ピアノの発表会

 ――あれだけ練習したんだ、きっと大丈夫。

 遠くのピアノの音が響くたび、自分の鼓動も早くなっていく。今日のために両親が用意してくれた真っ新なワンピース。早く袖を通したいとこの日を待ち遠しくしていたのは昨日までで、今日は上手く眠れず目元に薄らクマも浮かんでいた。
 そわそわしている姿を見て両親は必死に励ましてくれたが、私は弱々しい笑顔で大丈夫、と答えることしかできなかった。じゃあね、と家族と別れると、舞台袖に用意された椅子に座る。周りを見ると、自分と同じ気持ちの子たちが出番のギリギリまで譜面と睨めっこをしながら両指をひたすら動かしていた。自分も譜面を開き、難所を重点的に何度も何度も繰り返し指の動きを確認する。聴こえてくる音と譜面の音は違うが、いつも練習していた音はそう簡単には離れていかなかった。
 遠くで、ピアノの音がピタリと止んだ。ホールからたくさんの拍手が溢れてきた。さっきまでピアノの前に座っていた女の子が、満面の笑みで自分の横を通り過ぎていった。
 急に現実に引き戻される。いつのまにか、自分の番が来ていた。楽譜を置いて、椅子から立ち上がると全身が小刻みに震えだした。アナウンスと同時に、拍手が鳴り響く。ああ、歩かないと。右手と右足、左手と左足が同時に動いてぎこちない歩みでピアノの前に立つ。照明の眩しさに一瞬目を細めながらも真っ暗で何も見えない客席に向かって一礼し、椅子の高さを調節して静かに座る。大丈夫、大丈夫。小さく深呼吸をし、静まり返ったホールにいつもの曲が鳴りだした。

 なんとかミスなく曲の中盤に差し掛かった頃だった。

 「わっ」

 ガタンッという音と共に突然座っていた椅子が傾いた。バランスを崩し、危うく転びそうになったところをなんとか踏ん張って回避する。さっきまで奏でていた曲は中断せざるを得なかった。舞台袖で待機していた先生がすぐに駆けつけてくれたが、会場はあっという間に人々の声でいっぱいになってしまった。すぐに原因を探ると、どうやら先ほど自分で調節した際に椅子の固定がうまく出来ていなかったようだった。

 「ごめんなさい、ごめんなさい…」

 泣きそうになりながらも何度も頭を下げる私に、先生は怪我がなくてよかったと言って宥めてくれた。ざわつく会場に静かにするよう、アナウンスが鳴り響く。そんな声も音も、どこか遠くに感じるくらい、私の頭の中は真っ白になっていた。

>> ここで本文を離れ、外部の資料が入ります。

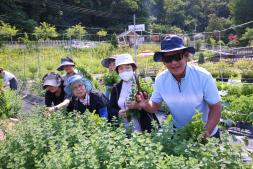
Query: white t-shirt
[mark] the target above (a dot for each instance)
(7, 77)
(195, 91)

 念のため椅子を変えて再開し、大丈夫ですと言って再び鍵盤を触れることになったものの、私の頭の中からはすっかり曲が飛んでしまっていた。鍵盤に置いた両手が、動かない。せっかく今日のためにしてきた練習も、両親が用意してくれたワンピースも、何もかもを一瞬で無駄にしてしまった――。
 そんなドス黒い感情がじわじわと心を蝕んでいた時。ワンピースのポケットから、何かがはみ出しているのに気づいた。引っ張ってみると、小さなヒヨコの顔がひょっこり。これは確か、弟が誕生日にくれたヒヨコのストラップ。部屋に飾っていたはずなのに、何でこんなところに……?
 緊張している私をよそに、弟は今朝から顔色ひとつ変えず車に揺られ、会場に着いてもスマホをじっと見つめていた。これは弟にとってのイタズラなのかもしれない。弟のしたり顔が脳裏に浮かぶ。ヒヨコの何も考えてなさそうなつぶらな瞳が、じっとこちらを見つめている……。

 「……ぷっ」

 思わず吹き出してしまい、慌てて咳払いをする。ストラップを譜面台に置き、ヒヨコの顔がこちらを向くと、ふぅ、と一息ついて目を閉じる。

 ――今度は、大丈夫。

 軽やかな指のリズムと共に、ずっと練習していた音がホールに響きだす。さっきまで気が付かなかったが、目の前の景色は鮮やかだった。今日は一年に一度の特別な日。ちゃんと聴いてくれているだろうか。たくさんの人で埋まったホール席の、今だけはたった一人に向けて。